Tras \(t\) pasos, el algoritmo da como resultado una red con \(N = t + m_0\) nodos y \(mt\) enlaces, y se obtiene una red libre de escala: la forma de la distribución de grados no cambia con el tiempo, es decir, no cambia debido a un aumento de la escala de la red. La distribución de grados sigue una ley de potencias con exponente -3, es decir, la probabilidad de encontrar un nodo con \(k\) enlaces es proporcional a \(k^{-3}\).

Los resultados numéricos muestran que, en comparación con una red aleatoria con el mismo número de nodos y el mismo grado medio, la longitud del camino promedio del modelo libre de escala es algo menor, y sin embargo el coeficiente de clustering es mucho mayor. Esto implica que la existencia de unos pocos nodos con grado alto desempeña un papel clave en acercar los nodos entre sí.

El modelo BA es un modelo minimalista que captura los mecanismos responsables de la distribución de grados que sigue una ley de potencias, aunque tiene algunas limitaciones evidentes cuando se compara con algunas redes del mundo real, lo que ha provocado que se haya intensificado la búsqueda de otros modelos evolutivos que superen estas limitaciones.

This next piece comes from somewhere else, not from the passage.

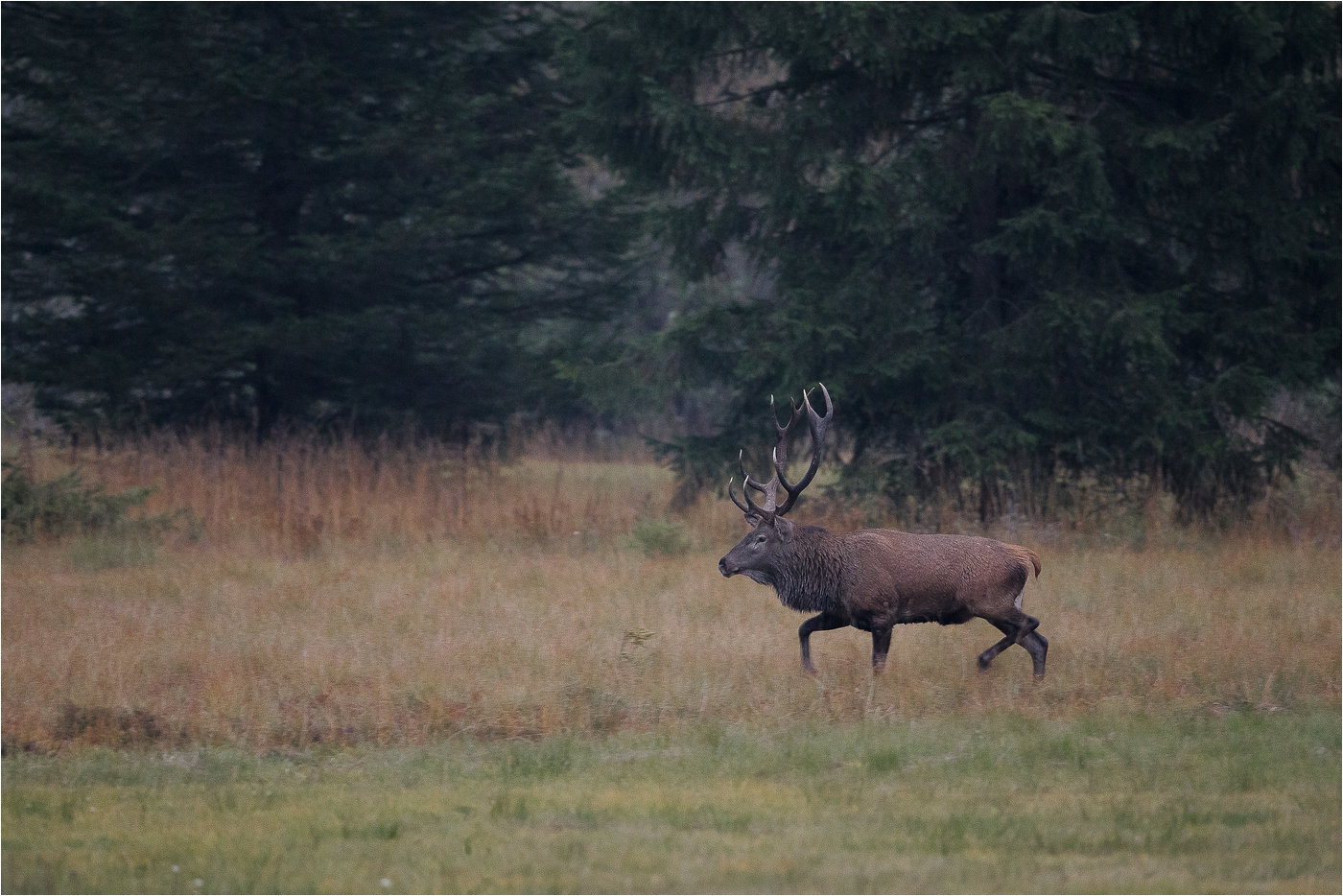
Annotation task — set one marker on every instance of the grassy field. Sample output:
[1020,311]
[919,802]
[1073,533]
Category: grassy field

Vulnerabilidad de las redes libres de escala

Un fenómeno interesante de las redes complejas libres de escala (y de muchas redes complejas en general) es su robustez frente a fragilidad. Vamos a ilustrarla por medio del siguiente caso:

Vamos a suponer que comenzamos con una red grande y conectada, y que en cada unidad de tiempo eliminamos un nodo al azar (la eliminación del nodo implica la eliminación de todas sus conexiones, lo que altera algunos de los caminos entre los nodos restantes). Si había múltiples caminos entre dos nodos \(i\) y \(j\), la eliminación de uno de los nodos que forma parte de uno de esos caminos puede suponer que la distancia entre ellos, \(d_{ij}\), se incrementará, lo que, a su vez, puede causar el aumento de la longitud del camino promedio de toda la red. En el peor de los casos, si inicialmente había un solo camino entre esos dos nodos, la interrupción de este camino en particular significaría que los dos nodos quedarían desconectados (pudiendo pasar de una red conexa a una formada por islas desconectadas entre sí).

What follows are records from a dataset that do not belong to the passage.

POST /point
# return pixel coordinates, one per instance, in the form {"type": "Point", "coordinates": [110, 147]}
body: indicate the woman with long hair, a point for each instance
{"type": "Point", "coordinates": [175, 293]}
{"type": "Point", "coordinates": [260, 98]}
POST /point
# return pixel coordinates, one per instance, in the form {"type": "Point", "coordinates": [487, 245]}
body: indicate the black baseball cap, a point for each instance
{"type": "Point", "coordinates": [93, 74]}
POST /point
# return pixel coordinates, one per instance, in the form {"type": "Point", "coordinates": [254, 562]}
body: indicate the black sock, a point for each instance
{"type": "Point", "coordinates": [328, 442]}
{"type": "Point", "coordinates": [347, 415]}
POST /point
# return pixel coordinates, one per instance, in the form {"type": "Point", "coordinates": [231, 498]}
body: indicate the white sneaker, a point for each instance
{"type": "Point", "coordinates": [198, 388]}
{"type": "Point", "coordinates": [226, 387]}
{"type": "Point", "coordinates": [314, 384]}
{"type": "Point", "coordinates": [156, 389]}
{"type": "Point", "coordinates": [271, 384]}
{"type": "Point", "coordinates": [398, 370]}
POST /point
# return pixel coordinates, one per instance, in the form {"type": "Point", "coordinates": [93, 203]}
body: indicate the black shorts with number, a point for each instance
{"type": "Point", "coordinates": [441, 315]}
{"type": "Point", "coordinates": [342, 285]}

Se considera que la conectividad de una red es robusta (o tolerante a borrados) si tras la eliminación de muchos de sus nodos sigue conteniendo una componente conexa gigante. Las redes libres de escala verifican esta propiedad, mostrándose robustas frente a eliminaciones aleatorias.

Sin embargo, la mala noticia es que la mayoría de las redes libres de escala son muy sensibles a eliminaciones dirigidas, no aleatorias, basta eliminar una proporción muy baja de nodos específicos (por ejemplo, aquellos de grado alto, los concentradores) para que la red quede completamente dividida y muy dispersa. Este último hecho indica que la red es muy frágil. Esta fragilidad tiene sus raíz en la naturaleza extremadamente no homogénea de la distribución de grados de las redes libres de escala.